Re: Standards, Work Groups, and Reality Checks: A Radical Proposal.

On Fri, 22 Sep 1995, Benjamin Franz wrote:

> The HTML development effort is now into about stage 6 of a project 
> (Punishment of the Innocent). 

"Praise for the Non-Participants" is closer to the truth.

[...]

> The HTML group is justifiably perturbed by the bizarre things claiming 
> Content-type: text/html. They want the newcomers to *be* test/html if 
> they say they are, and don't understand why they refuse to stand on some 
> other content-type if they aren't. 
> 
> Its easy: 
> 
>           Most browsers read and do *something* reasonable with
>           text/html. Big potential audience.
>  
>           Most browsers just D/L test/x-html to a file, assuming the
>           server I am using even knows about '.mynewextention and
>           experimental mime type'. Small potential audience.
> 

> Right or wrong, in market driven by *economics* rather than standards 
> - they are *going* to serve it up as text/html.

Indeed. The *name* counts, doesn't it? There's a conclusion to be drawn 
from this that's more damaging than the arguments you've put forward.

> So how does the WG get away from this morass?
> 
> Content-type: text/sgml

> The development of HTML of *all* levels should be officially ended 
> with the acceptance of HTML 2.0 (whenever that happens...) 

Why? Why not *abandon* HTML 2.0? Why deliver a freebie to people whose 
cooperation has been conspicuous by its absence?

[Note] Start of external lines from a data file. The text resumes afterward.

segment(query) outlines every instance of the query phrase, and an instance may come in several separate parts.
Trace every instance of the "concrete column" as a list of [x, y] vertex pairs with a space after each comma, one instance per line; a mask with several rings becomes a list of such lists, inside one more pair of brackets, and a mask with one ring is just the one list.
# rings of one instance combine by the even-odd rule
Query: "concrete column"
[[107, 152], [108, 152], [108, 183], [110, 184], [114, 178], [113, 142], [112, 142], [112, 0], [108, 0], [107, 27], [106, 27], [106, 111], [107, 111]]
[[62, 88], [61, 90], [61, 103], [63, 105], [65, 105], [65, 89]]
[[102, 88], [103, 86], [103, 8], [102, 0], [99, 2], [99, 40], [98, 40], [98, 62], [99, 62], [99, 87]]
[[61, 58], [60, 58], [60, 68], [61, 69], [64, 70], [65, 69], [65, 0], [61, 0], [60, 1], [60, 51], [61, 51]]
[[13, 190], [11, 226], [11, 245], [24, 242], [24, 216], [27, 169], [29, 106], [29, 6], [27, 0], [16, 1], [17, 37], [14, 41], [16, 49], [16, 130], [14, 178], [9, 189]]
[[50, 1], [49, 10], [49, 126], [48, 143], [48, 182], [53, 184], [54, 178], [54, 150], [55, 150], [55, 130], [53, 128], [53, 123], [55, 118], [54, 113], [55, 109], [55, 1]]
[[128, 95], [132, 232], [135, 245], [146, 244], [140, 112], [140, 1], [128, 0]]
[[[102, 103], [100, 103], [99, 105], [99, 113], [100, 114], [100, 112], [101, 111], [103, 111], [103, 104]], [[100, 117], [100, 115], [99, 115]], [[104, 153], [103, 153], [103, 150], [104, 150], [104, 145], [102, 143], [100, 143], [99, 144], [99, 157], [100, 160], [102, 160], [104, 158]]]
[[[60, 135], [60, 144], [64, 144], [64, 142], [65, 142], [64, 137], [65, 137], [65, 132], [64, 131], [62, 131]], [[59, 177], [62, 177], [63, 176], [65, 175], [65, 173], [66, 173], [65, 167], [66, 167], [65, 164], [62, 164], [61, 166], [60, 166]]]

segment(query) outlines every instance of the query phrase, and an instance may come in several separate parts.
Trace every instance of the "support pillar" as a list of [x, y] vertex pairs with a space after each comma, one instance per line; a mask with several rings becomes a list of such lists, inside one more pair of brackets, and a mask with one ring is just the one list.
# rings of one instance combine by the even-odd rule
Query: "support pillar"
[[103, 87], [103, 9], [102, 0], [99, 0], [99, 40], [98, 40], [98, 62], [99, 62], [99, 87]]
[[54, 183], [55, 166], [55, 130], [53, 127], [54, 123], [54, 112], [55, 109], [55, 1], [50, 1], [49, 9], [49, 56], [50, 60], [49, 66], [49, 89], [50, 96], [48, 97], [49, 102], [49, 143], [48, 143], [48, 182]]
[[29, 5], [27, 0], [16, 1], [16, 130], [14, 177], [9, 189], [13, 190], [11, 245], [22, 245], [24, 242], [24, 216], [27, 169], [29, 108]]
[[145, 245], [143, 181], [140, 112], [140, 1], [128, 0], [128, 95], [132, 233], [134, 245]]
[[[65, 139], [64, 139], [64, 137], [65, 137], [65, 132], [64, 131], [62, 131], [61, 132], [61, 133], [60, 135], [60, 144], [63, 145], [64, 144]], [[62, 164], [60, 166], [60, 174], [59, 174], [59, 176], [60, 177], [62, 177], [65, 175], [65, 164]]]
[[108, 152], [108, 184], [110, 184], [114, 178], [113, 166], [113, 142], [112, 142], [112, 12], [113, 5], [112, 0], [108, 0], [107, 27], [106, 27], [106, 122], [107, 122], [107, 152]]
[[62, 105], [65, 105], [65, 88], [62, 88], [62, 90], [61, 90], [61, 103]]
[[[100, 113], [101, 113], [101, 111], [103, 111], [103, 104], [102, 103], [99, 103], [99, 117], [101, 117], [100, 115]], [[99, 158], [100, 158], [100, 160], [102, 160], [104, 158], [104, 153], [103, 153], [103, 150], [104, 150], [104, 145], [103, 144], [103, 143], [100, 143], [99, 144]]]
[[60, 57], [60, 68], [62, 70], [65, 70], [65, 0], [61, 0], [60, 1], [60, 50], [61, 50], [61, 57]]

> I move to dis-establish the HTML working group.
> 

And reorganize itself with a new charter that makes no mention of HTML.
I suggest W3ML. The W3 Consortium hasn't been disbanded. Their mandate to 
foster and coordinate development of the Web hasn't been confounded. On 
the contrary, what they bring to the Web -- insofar as it continues to be 
a part of the Internet -- is the critical factor of *legitimacy*. The 
Consortium needs a language (a "lingua franca") -- who said that the 
*name* of this language has to be "HTML"? Or that what HTML is allegedly 
being made into by current practice and "market forces" *must* be 
standardized simply because it happens to have that name?

And if in fact "text/html" is irrecoverably a mishmash, the simplest
solution is to delegitimize the name, and let its puissant appropriators
do with what they please -- only that, to get a *standard* out of it,
they'll have to start from scratch, and shift for themselves. Is the IETF
in any danger of being snowed under by half-baked ideas from people who
can't even get a parser right? Maybe it's time to put *that* to the test. 

The Internet Standards process has a rigor that the Working Group has 
worked very hard to meet. But all these standards -- because they share a 
common context of at least *trying* to be interoperable -- have their 
origins in goodwill and consensus. This Working Group has been bedevilled 
by too little of the latter exploiting too much of the former, a house 
divided from the beginning.

It's time to realize that there are players here who seek legitimation
only. All the things that go into a real standard -- goodwill, commitment,
patience, and discipline to implement things the *right* way -- are being 
upheld by the WG and trivialized by others too clever by half to be smart.